Xanthan gum was evaluated for acceptable daily intake at the
    eighteenth and twenty-ninth meetings of the Joint FAO/WHO Expert
    Committee on Food Additives (Annex 1, references 35 and 70). A
    toxicological monograph was published after the eighteenth meeting
    (Annex 1, reference 36). An ADI of 0-10 mg/kg b.w. was established at
    the eighteenth meeting and maintained at the twenty-ninth meeting,
    Since the last evaluation, new information has become available, which
    was evaluated by the present Committee. The previously-published
    monograph has been expanded and is reproduced in its entirety below.


    Biochemical aspects

         Caloric availability and digestibility studies indicated that
    xanthan gum is not utilized by the body. This conclusion was
    substantiated by finding that practically all of the gum fed during a
    7-day period could be accounted for in the faeces (Booth et al.,

         When 14C-labelled xanthan gum prepared by fermentation of
    uniformly-labelled glucose with Xanthomonas campestris was fed to
    rats at a level of 2% (50 mg total) in the diet, a maximum of 15% of
    the label was metabolized to carbon dioxide in 100 hours. In vitro
    tests showed that the acetate content was labile at gastric pH.
    Acetate and pyruvate accounted for only 9.8% of the label in the gum
    used. The finding that 15% of the label was metabolized to carbon
    dioxide indicated that the hexoses were used to a certain extent also.
    No accumulation in tissues was found, and the observed metabolism of
    labelled material and distribution of 14C in tissues was that
    expected from feeding a simple 14C-labelled molecule such as acetate
    or a hexose. Analysis of faecal material showed no accumulation of the
    five polysaccharide constituents, except acetate. Some 98% of the
    radioactivity in the faeces could be attributed to unchanged or only
    slightly modified polysaccharide. In vitro tests indicated that
    nonenzymatic hydrolysis and the action of faecal micro-organisms are
    responsible for the initial breakdown of polysaccharide in vivo
    (Gumbmann, 1964).

    Toxicological studies

    Special study on reproduction


         A three-generation reproduction study was carried out using
    groups of 10 male and 20 female rats in the first generation and 20
    male and 20 female rats in subsequent generations. Dosage levels of 0,
    0.25, and 0.5 g/kg/day were administered in the diet. Criteria
    evaluated were survival, body weight, general appearance, behaviour,
    the number of litters produced, number of live births and still
    births, physical condition of the young, weight at birth and weaning,
    and survival of the young. Females that had fewer than two litters
    were examined to determine whether there was fetal resorption.
    Malformations in offspring were recorded and gross and
    micropathological examinations were made on the offspring of the
    second and third generations. No adverse effects attributable to
    xanthan gum were found in this study (Woodard et al., 1973).

    Acute toxicity


    Animal     Route     (mg/kg b.w.)     Reference

    Mouse      oral      > 1000           Booth et al., 1963
               i.p.      > 50             Booth et al., 1963
               i.v.      100-250          Hendrickson & Booth (sine data)

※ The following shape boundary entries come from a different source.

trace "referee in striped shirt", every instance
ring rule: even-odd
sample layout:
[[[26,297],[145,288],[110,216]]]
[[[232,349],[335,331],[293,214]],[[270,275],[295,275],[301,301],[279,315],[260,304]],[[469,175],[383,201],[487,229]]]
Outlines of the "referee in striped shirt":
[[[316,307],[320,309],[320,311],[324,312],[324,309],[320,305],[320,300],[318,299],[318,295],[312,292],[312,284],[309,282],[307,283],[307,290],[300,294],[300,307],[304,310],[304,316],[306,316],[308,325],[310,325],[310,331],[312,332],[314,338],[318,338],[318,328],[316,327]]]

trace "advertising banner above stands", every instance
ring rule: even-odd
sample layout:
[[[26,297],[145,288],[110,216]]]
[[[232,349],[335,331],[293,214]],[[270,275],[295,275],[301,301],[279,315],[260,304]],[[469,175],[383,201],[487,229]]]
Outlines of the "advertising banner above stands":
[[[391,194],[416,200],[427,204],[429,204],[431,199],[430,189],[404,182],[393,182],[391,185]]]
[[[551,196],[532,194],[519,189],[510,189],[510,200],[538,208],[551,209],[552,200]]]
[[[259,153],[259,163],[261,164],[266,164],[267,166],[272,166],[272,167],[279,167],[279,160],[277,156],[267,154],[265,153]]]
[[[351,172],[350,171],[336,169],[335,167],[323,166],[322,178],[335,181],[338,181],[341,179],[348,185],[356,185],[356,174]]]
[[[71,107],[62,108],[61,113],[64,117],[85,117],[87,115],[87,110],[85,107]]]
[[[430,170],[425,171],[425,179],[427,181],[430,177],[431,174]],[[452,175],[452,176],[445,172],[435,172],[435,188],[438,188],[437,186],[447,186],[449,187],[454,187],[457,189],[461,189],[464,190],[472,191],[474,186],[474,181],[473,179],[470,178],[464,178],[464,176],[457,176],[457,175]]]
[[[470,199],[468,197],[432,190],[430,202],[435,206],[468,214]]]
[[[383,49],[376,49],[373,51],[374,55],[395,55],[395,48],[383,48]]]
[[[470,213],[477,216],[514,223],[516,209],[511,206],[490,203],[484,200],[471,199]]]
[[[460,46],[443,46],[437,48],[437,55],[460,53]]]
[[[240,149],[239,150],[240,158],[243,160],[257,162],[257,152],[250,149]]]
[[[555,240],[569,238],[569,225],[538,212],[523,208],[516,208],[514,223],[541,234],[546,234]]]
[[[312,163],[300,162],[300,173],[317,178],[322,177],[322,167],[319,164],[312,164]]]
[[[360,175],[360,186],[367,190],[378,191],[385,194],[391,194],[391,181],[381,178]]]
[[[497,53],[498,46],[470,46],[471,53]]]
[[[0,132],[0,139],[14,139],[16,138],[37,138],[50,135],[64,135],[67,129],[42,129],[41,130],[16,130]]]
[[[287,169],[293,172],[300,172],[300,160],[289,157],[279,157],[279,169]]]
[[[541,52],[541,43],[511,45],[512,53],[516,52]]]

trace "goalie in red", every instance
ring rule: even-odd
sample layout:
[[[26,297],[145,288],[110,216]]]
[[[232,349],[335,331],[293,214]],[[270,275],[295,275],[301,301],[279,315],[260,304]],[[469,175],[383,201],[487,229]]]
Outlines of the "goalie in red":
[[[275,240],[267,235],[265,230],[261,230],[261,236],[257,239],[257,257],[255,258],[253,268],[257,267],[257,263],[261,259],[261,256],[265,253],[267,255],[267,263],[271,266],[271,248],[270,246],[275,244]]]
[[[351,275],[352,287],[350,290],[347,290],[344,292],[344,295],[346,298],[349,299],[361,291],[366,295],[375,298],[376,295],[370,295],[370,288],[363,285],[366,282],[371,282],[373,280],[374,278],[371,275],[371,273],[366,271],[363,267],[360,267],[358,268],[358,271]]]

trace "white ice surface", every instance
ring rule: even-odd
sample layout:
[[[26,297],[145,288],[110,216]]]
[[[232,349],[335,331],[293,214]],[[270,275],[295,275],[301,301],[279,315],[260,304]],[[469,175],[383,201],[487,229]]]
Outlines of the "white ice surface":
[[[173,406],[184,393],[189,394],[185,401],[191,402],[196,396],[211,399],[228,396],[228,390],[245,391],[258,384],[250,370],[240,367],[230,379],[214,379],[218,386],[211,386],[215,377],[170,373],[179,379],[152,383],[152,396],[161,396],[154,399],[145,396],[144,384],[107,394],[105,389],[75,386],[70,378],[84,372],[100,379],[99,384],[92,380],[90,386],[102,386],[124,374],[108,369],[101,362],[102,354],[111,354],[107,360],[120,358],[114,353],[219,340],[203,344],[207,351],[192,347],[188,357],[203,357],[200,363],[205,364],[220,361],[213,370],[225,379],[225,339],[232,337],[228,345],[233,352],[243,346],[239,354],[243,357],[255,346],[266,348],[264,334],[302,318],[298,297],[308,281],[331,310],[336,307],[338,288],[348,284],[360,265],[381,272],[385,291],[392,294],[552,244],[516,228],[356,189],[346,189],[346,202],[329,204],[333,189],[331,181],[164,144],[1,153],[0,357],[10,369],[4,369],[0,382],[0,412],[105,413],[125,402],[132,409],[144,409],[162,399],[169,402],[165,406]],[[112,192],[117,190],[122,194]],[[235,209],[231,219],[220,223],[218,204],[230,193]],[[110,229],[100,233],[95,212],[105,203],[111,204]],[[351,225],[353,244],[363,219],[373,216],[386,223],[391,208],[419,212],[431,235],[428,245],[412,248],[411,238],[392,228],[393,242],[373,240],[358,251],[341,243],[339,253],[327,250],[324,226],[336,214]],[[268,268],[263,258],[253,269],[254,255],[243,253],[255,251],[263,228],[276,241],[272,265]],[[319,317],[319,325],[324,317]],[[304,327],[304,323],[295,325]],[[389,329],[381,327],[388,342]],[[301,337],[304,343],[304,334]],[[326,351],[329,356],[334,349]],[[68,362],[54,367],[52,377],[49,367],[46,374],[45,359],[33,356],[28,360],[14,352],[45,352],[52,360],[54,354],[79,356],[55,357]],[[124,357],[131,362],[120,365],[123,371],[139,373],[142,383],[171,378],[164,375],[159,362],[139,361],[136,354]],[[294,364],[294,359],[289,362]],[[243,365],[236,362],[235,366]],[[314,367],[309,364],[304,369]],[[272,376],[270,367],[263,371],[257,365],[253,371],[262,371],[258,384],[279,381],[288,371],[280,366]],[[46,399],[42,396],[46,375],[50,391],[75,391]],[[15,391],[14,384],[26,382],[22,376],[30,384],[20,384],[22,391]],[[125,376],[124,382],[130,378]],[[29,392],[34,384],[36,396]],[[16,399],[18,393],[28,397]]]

    Rat        oral      > 45,000         Jackson et al. (sine data a)

    Dog        oral      > 20,000         Jackson et al. (sine data b)

         Daily application of a 1% solution for 15 days to rat skin
    produced no signs of irritation. Daily application of a 1% solution
    for five days to rabbit conjunctiva produced no signs of irritation.
    Intradermal challenge tests in guinea-pigs did not produce evidence of
    sensitization (Hendrickson & Booth, sine data).

         Five albino rats received single doses of xanthan gum. The
    material was administered by inhalation for one hour using a stainless
    steel inhalation chamber. A total of 19 g of the test material was
    used during the one-hour exposure, which gave a calculated chamber
    concentration of approximately 21 mg/liter. Following exposure all
    rats were observed periodically for one hour for pharmacologic and
    toxicologic signs over a period of 14 days. No signs of toxicity were
    seen and the rats retained good physical appearance throughout. No
    gross changes were seen at autopsy (Knott & Johnston, 1973).

    Short-term studies


         A study was carried out on an unspecified number of rats fed
    diets containing 7.5 or 10% xanthan gum for 99-110 days. No adverse
    effects were observed in extensive investigatins on these animals
    (Booth et al., 1963).

         In a 91-day feeding study, a reduced rate of weight gain was
    found in groups of rats receiving 7.5 or 15% xanthan gum in the diet.
    Diets containing 3 or 6% gum did not reduce weight gain. No
    significant alterations in haemoglobin, red or white cell counts, or
    organ weights were observed in these rats. Histological examination of
    tissues from rats at the 15% level showed no pathological effects. At
    the highest-dose level the animals produced abnormally large faecal
    pellets, but diarrhoea did not occur. A paired-feeding test was used

    to compare the growth of rats ingesting a diet containing 7.5% xanthan
    gum and comparable rats restricted to the same intake of control diet.
    No differences in weight gain were found at the end of 18 days,
    indicating the absence of a growth-inhibiting factor (Booth et al.,

         Groups of 5 male and female weanling rats were fed 0, 2.5, 5.0,
    or 10.0% commercial xanthan gum product, which consisted of drum-dried
    whole fermentation medium (beer) in which Xanthomas campestris
    B-1459 was cultured, for 110 days. A laboratory-prepared whole-dried
    ferment was tested at a single dietary level of 7.5%, substituted at
    the expense of the entire basal diet, for 99 days. No significant
    pathological changes associated with feeding either B-1459
    fermentation medium were detected (Booth et al., 1968).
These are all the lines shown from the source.